Alveolar epithelial cell fate decisions drive lung development and regeneration. Using transcriptomic and epigenetic profiling coupled with genetic mouse and organoid models, we identified the transcription factor Klf5 as an essential determinant of alveolar epithelial cell fate across the lifespan. We show that although dispensable for both adult alveolar epithelial type 1 (AT1) and alveolar epithelial type 2 (AT2) cell homeostasis, Klf5 enforces AT1 cell lineage fidelity during development. Using infectious and non-infectious models of acute respiratory distress syndrome, we demonstrate that Klf5 represses AT2 cell proliferation and enhances AT2-AT1 cell differentiation in a spatially restricted manner during lung regeneration. Moreover, ex vivo organoid assays identify that Klf5 reduces AT2 cell sensitivity to inflammatory signaling to drive AT2-AT1 cell differentiation. These data define the roll of a major transcriptional regulator of AT1 cell lineage commitment and of the AT2 cell response to inflammatory crosstalk during lung regeneration.

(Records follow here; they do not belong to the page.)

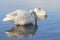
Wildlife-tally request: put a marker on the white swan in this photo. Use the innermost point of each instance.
(38, 13)
(22, 17)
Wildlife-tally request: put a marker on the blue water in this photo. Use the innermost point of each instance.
(48, 29)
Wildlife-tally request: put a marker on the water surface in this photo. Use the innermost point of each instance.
(48, 29)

肺泡上皮细胞命运决定驱动肺发育和再生。使用转录组和表观遗传分析以及遗传小鼠和类器官模型，我们确定转录因子 Klf5 是肺泡上皮细胞在整个生命周期中命运的重要决定因素。我们表明，虽然对于成人肺泡上皮 1 型 (AT1) 和肺泡上皮 2 型 (AT2) 细胞稳态来说都是可有可无的，但 Klf5 在发育过程中强制 AT1 细胞谱系保真度。使用急性呼吸窘迫综合征的感染性和非感染性模型，我们证明 Klf5 在肺再生过程中以空间受限的方式抑制 AT2 细胞增殖并增强 AT2-AT1 细胞分化。此外，离体类器官分析发现 Klf5 降低了 AT2 细胞对炎症信号传导的敏感性，从而驱动 AT2-AT1 细胞分化。这些数据定义了 AT1 细胞谱系定型和 AT2 细胞在肺再生过程中对炎症串扰的反应的主要转录调节因子的滚动。